Schalksmühle - Von der Idee bis zur Ausführung stellten Schüler der Stufe IV der Primusschule ihren Angehörigen am Montag im Pädagogischen Zentrum (PZ) der Schule ihre „Herausforderungen“ – selbst gestellt, geplant und erfolgreich bestanden – vor.

In das spannende Projekt, bei dem sich die Jugendlichen drei Wochen lang kreativen, sportlichen oder sozialen Aufgaben unterschiedlichster Art stellten, waren 58 Schüler, Lehrer und ein großes Betreuerteam – mehrheitlich Studenten – eingebunden. In vielfältige Bereiche, angefangen beim Blick hinter die Kulissen einer Tanzschule bis zur Mitarbeit auf einem Obsthof, schnupperten die Schüler bei ihren „Herausforderungen“ in der Nähe und in der Ferne hinein. 

Mit 150 Euro mussten sie in den drei Projektwochen auskommen. Manche verdienten sich vorab oder während des Projekts durch Rasenmähen, Waffelverkauf und mehr Taschengeld hinzu. Groß war das Interesse an der Präsentation der Projekte per Video, anhand von Logbüchern, Fotos und persönlichen Erläuterungen. 

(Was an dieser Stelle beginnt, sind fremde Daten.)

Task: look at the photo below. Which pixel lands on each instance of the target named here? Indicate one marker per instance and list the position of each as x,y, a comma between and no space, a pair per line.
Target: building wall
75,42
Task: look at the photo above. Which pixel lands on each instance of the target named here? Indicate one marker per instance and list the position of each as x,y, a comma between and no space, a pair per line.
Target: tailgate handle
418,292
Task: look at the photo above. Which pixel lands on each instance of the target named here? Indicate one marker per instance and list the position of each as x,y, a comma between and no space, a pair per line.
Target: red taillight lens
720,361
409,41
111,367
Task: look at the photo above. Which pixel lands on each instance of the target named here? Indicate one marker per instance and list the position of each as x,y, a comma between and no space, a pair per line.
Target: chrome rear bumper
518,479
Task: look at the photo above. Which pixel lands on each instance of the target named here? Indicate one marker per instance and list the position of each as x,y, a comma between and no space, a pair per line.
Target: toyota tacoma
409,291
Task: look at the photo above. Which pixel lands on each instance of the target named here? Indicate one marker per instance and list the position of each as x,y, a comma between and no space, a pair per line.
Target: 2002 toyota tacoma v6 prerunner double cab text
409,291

Drei abenteuerliche Wochen 

Die Mädchengruppe, die den Schulgarten samt Backhaus auf Vordermann gebracht hatte, brachte selbst gemachtes Gelee von Früchten aus dem Garten zur Präsentation mit.

Selbst Bürgermeister Jörg Schönenberg ließ es sich nicht nehmen, an der ersten Präsentation dieser Art teilzunehmen und sich einen Eindruck von der etwas anderen Art des Lernens zu verschaffen. Gleich mehrere Gruppen nutzten die Gelegenheit, dem großen Plenum ihre Erlebnisse und Erfahrungen mittels Frontalpräsentation mitzuteilen und ihre Zuhörer an Erfolgen, Rückschlägen, Schwierigkeiten, lustigen Begebenheiten und Lehren fürs Leben während ihrer drei abenteuerlichen Wochen teilhaben zu lassen. 

Nachdem Plan A – eine ambitioniert begonnene Wanderung auf dem Bergischen Panoramasteig – krankheitsbedingt aufgegeben werden musste, stellte sich eine Jungengruppe beispielsweise der Herausforderung Hüttenbau und Selbstversorgung mit allem Drum und Dran. Auf dem Grundstück ihres Betreuers errichteten sie eine 36 Quadratmeter große Hütte mit Toilette, Dusche und Ofen mit zwei Feuerstellen. Das Rezept für die Brote, mit denen sie sich versorgten, lieferten die Schüler gleich mit. Körperlich sei das Projekt eine Herausforderung gewesen, lautete ihr Fazit. 

Bis nach Hannover zum Radiosender Antenne Niedersachsen verschlug es zwei Mädchen während ihres Projekts. Interviews vorbereiten, Videos schneiden und viele andere Arbeiten des Redaktionsalltags lernten sie dort kennen. Sehr lebhaft schilderten die Fahrradfahrer der Schule ihre ambitionierten Touren. Probleme wie Pannen unterwegs oder unvorhergesehene Kosten für einen Campingplatz wusste die Gruppe, die eine Fahrradtour bis Lemmer in Holland meisterte, findig zu lösen. Als „super Erfahrung“ schilderten die Jugendlichen ihre Tour. „Würde ich noch mal machen, gern auch ohne Betreuer“, hieß es da. 

1 000 Kilometer im Sattel 

Eine zweite Gruppe, die bis Esens (Holland) unterwegs war, saß – Tagestouren eingeschlossen – rund 1 000 Kilometer im Sattel. „Aufregend, aber schön“, fand Betreuerin Laura van Zandvoort von der Sporthochschule Köln die Tour mit den Schülern. Sogar den Schulgarten samt Backhaus brachten die Schüler im Verlauf des Projektes auf Vordermann. Das Ergebnis in Form von Apfelgelee gab es bei der Präsentation zu kosten. Derzeit bereiten sich die Schüler der Stufe III schon auf ihre Projekte im kommenden Jahr vor.